From the hint of Matthew, I can rewrite the following:

u''= ABu with y'=u'/(Bu)

==> u''-ABu=0. Let u=exp(kt)
then we have: k^2exp(kt)-ABexp(kt)=0
==> k^2-AB=0.==> k=+-sqrt(AB) I just investigate A>0 and B>0

So the general solutions of u is :

u=C1.exp(sqrt(AB).t) + C2.exp(-sqrt(AB).t) with C1 and C1 are arbitrary constants.
Let k=sqrt(AB)
Then y'=u'/(Bu)={C1.k.exp(kt) - C2.k.exp(-kt)}/{B*(C1.exp(kt) + C2.exp(-kt))}
Integrate 2 sides :
y=(1/k)*{ln[C1.exp(2kt)-C2]-kt} +C3

Hope that I did not make any mistake. I am not sure adding of the arbitrary C3 is correct. This is a second order equation.
 
  • #10
How about doing homogeneous solution plus particular solution.
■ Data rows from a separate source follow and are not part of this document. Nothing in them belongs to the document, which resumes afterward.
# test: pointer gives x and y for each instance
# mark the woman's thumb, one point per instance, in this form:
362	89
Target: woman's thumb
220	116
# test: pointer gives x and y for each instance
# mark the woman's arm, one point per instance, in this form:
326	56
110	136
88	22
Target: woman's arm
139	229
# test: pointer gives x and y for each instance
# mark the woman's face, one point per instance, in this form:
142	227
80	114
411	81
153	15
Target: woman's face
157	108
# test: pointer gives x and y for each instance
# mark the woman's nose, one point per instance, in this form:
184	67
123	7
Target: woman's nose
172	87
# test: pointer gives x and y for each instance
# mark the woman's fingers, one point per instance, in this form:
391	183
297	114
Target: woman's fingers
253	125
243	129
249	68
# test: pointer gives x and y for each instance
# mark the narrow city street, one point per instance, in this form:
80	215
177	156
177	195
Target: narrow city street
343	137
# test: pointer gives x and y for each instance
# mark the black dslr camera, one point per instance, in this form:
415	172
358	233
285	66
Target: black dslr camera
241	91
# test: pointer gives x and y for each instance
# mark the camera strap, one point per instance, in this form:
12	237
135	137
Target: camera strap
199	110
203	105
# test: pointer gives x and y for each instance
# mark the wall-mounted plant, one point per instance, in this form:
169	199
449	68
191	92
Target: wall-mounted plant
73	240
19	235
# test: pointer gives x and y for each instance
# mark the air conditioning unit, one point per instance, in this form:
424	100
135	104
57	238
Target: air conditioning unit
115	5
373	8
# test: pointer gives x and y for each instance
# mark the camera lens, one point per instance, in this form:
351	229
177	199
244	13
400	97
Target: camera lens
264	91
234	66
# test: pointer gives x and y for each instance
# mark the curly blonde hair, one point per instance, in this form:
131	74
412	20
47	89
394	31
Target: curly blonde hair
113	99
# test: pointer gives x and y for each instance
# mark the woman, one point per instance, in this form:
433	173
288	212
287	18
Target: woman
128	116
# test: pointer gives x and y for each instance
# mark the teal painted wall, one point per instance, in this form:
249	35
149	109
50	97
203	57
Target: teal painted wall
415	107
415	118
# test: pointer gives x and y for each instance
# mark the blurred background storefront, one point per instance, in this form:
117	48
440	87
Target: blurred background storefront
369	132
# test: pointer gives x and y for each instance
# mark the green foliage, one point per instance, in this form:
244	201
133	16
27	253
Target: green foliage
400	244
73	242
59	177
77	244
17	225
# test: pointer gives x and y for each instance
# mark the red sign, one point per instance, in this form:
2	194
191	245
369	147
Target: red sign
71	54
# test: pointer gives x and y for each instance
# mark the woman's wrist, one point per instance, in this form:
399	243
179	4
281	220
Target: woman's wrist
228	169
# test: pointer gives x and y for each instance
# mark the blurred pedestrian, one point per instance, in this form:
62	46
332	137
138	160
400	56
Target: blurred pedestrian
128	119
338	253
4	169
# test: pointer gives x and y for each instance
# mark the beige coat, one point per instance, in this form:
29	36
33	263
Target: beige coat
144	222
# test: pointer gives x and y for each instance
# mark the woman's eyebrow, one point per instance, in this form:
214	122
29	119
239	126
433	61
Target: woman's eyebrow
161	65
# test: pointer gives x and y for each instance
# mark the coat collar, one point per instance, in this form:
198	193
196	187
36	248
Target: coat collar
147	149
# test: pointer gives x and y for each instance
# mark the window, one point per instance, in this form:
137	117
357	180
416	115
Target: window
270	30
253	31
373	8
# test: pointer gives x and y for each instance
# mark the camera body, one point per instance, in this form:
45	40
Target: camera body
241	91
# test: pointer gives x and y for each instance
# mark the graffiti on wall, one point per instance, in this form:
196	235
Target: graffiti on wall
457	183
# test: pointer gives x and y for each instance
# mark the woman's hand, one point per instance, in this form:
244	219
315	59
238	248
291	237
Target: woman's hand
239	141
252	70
Then, do Fourier series to solve the boundary value problem. You have to compensate for the added particular solution when doing the FS.

Finding a part. sol'n. is sort of easy by the symmetry of the PDE. In fact there are lots of choices for the part. sol'n. Some more may be more convenient than others.
 
  • #11
Err...looks like you may have got something slightly wrong there. If

[tex]u(t) = C_{1}e^{kt} + C_{2} e^{-kt} [/tex]
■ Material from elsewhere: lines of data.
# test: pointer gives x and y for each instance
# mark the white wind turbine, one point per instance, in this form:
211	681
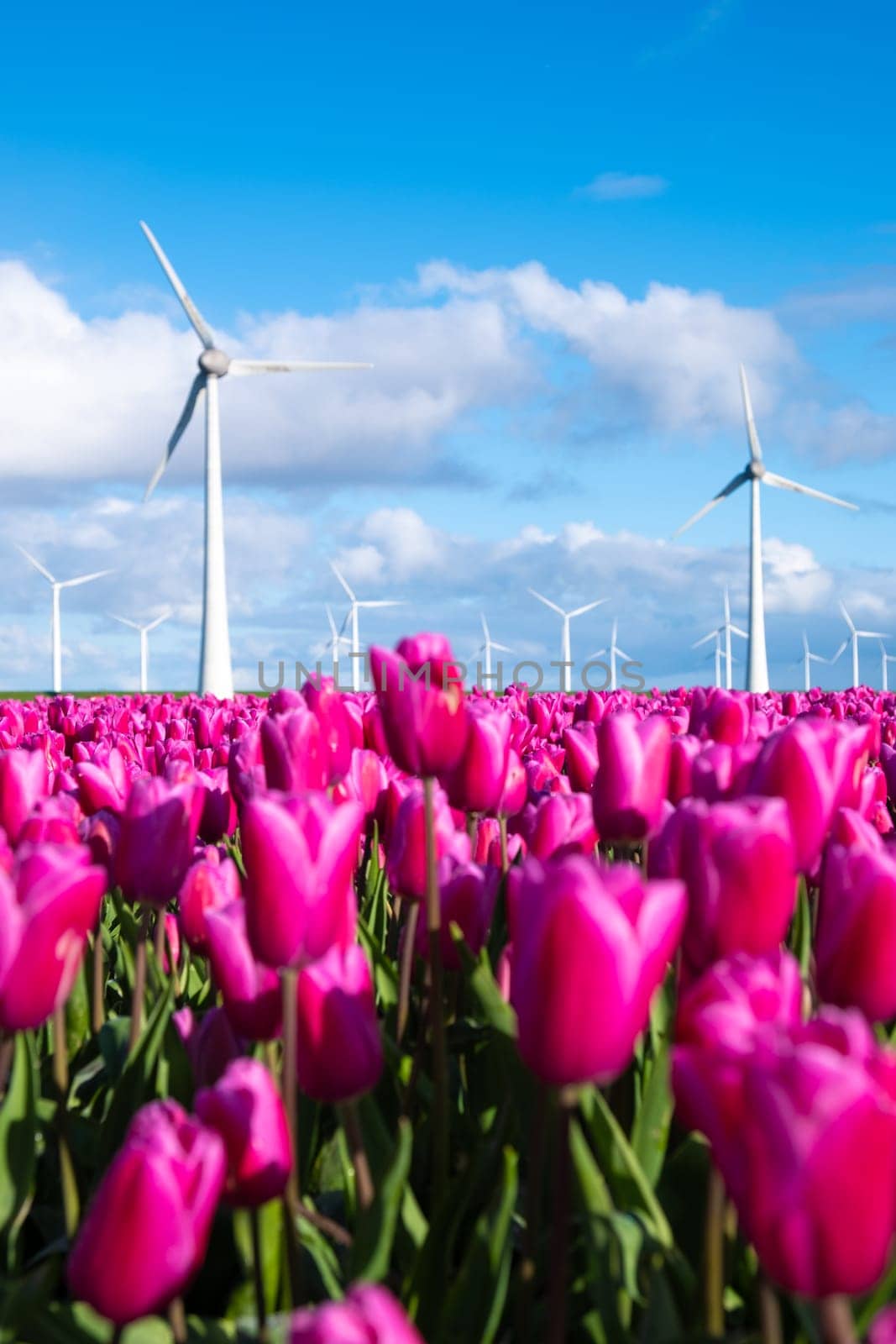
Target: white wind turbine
336	638
566	656
55	627
144	642
808	659
855	636
215	671
884	659
614	651
488	644
352	617
755	474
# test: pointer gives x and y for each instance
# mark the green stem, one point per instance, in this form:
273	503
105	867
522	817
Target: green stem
70	1200
437	1007
714	1256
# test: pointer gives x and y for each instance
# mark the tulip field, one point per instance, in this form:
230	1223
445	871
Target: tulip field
419	1015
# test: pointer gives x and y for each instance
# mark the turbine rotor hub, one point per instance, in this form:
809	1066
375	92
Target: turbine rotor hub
214	362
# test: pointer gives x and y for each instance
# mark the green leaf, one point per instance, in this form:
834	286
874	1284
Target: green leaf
375	1233
18	1140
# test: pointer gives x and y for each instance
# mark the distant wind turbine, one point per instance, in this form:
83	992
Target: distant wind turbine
144	642
755	474
486	648
566	656
614	651
215	669
855	636
352	617
55	620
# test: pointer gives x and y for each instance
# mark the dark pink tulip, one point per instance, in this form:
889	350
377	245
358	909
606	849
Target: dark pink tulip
159	831
736	860
367	1315
633	776
300	855
580	764
246	1109
591	944
820	1215
161	1187
23	781
466	897
250	991
476	783
423	719
338	1053
856	937
210	885
406	848
47	906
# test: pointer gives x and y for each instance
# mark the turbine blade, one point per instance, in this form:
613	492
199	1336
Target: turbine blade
590	606
36	564
196	319
734	484
86	578
755	450
783	484
244	367
547	602
186	416
343	582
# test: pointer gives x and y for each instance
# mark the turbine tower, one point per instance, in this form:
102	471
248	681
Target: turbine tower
808	659
755	474
566	658
144	643
352	617
55	625
215	669
486	648
614	651
855	636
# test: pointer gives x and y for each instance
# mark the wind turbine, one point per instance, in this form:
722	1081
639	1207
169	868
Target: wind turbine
884	659
55	625
808	659
614	651
215	669
336	638
144	642
716	636
352	616
486	648
566	658
755	474
855	636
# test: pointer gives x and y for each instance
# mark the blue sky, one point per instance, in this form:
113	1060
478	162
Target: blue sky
555	230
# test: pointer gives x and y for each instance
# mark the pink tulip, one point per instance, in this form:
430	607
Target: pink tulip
423	719
47	906
590	945
148	1223
338	1052
300	855
367	1315
736	860
633	776
159	830
246	1109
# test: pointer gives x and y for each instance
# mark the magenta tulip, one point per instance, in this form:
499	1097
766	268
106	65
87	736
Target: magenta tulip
633	776
338	1052
163	1187
300	855
246	1109
591	944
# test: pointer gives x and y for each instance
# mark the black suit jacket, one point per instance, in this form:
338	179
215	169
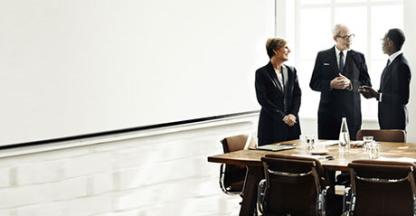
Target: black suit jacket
335	104
394	86
275	104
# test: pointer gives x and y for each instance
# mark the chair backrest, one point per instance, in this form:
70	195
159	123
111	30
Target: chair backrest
293	186
234	143
382	188
383	135
232	176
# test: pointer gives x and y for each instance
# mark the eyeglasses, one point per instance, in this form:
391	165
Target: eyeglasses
349	37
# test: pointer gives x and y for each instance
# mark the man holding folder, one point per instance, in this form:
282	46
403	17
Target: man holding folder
338	74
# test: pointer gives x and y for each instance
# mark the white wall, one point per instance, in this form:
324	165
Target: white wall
410	53
84	66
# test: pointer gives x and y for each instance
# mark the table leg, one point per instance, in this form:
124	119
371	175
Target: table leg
254	175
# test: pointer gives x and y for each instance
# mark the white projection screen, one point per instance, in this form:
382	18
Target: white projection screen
74	67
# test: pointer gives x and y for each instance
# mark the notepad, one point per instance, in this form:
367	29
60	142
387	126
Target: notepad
276	147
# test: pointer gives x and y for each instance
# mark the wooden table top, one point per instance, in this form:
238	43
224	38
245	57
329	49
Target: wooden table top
388	151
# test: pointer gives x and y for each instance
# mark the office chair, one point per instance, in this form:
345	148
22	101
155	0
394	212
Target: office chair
232	176
383	135
292	186
382	188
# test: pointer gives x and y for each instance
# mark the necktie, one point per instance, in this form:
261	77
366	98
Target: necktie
341	62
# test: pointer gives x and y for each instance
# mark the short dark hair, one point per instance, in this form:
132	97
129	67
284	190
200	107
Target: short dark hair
397	36
274	43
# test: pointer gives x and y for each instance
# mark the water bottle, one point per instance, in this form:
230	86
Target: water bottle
344	136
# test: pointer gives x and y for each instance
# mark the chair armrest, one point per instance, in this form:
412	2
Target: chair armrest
260	195
347	201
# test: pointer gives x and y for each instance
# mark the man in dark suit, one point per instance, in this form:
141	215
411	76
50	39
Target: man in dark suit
338	73
279	94
393	94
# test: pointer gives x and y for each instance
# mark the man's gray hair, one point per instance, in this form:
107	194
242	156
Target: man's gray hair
337	29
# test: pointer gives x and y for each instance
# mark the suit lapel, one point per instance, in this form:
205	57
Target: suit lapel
333	61
273	77
387	72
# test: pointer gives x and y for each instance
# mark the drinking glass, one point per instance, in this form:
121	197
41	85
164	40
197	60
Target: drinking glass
310	143
374	150
367	140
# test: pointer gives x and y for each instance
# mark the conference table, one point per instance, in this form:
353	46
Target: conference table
252	160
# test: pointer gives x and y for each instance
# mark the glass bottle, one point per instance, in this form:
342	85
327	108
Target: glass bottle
344	136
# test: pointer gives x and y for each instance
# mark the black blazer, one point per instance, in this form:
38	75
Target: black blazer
335	104
275	104
394	87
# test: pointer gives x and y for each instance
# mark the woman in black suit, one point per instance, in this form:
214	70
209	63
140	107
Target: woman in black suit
279	95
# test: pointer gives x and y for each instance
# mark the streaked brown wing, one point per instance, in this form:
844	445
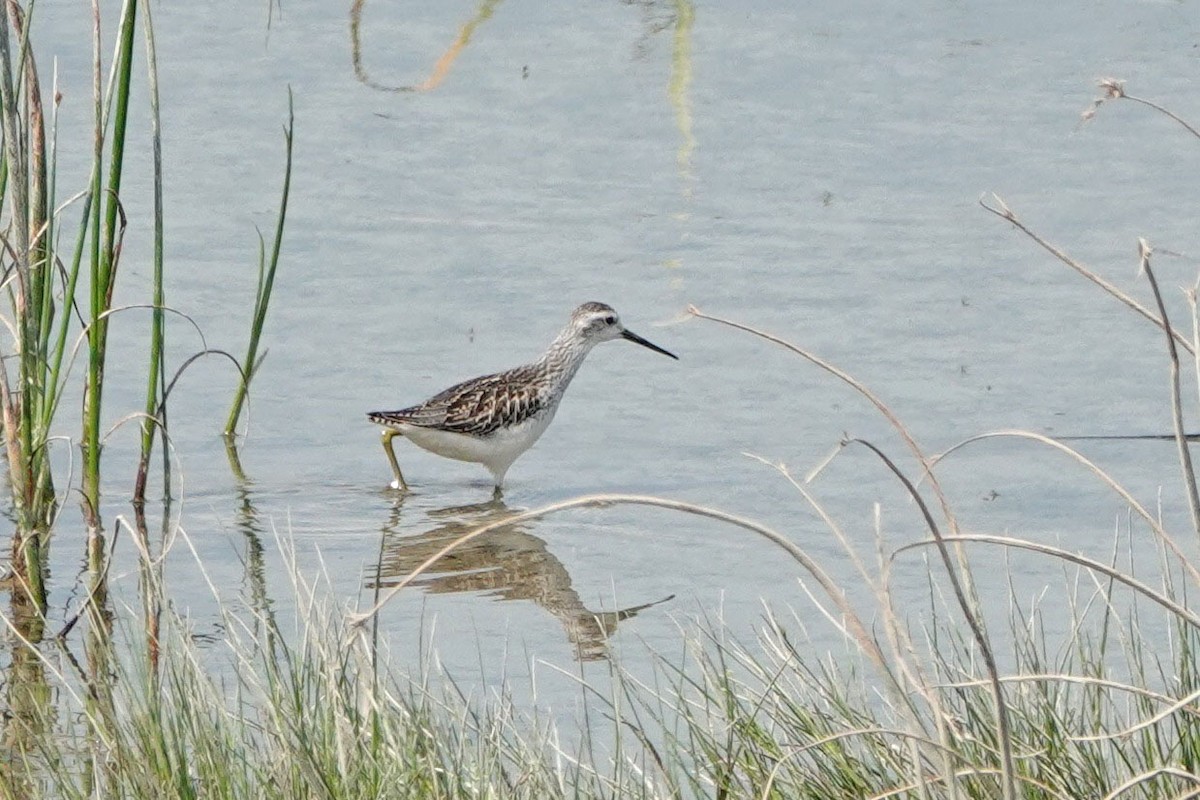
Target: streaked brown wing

where [tex]k=\sqrt{AB}[/tex]

then, as

[tex]y^{\prime} = \frac{1}{B} \frac{u^{\prime}}{u} [/tex]

this means that you can also write y as

[tex]y(t) = \frac{1}{B} \ln{|u(t)|} + C_{3}[/tex]

where [tex]C_{3}[/tex] is another constant (just integrate the [tex]y^{\prime}[/tex] equation, and you'll see).

So, your final solution is

[tex]y(t) = \frac{1}{B} \ln{|C_{1} e^{kt} + C_{2}e^{-kt}|} + C_{3} [/tex]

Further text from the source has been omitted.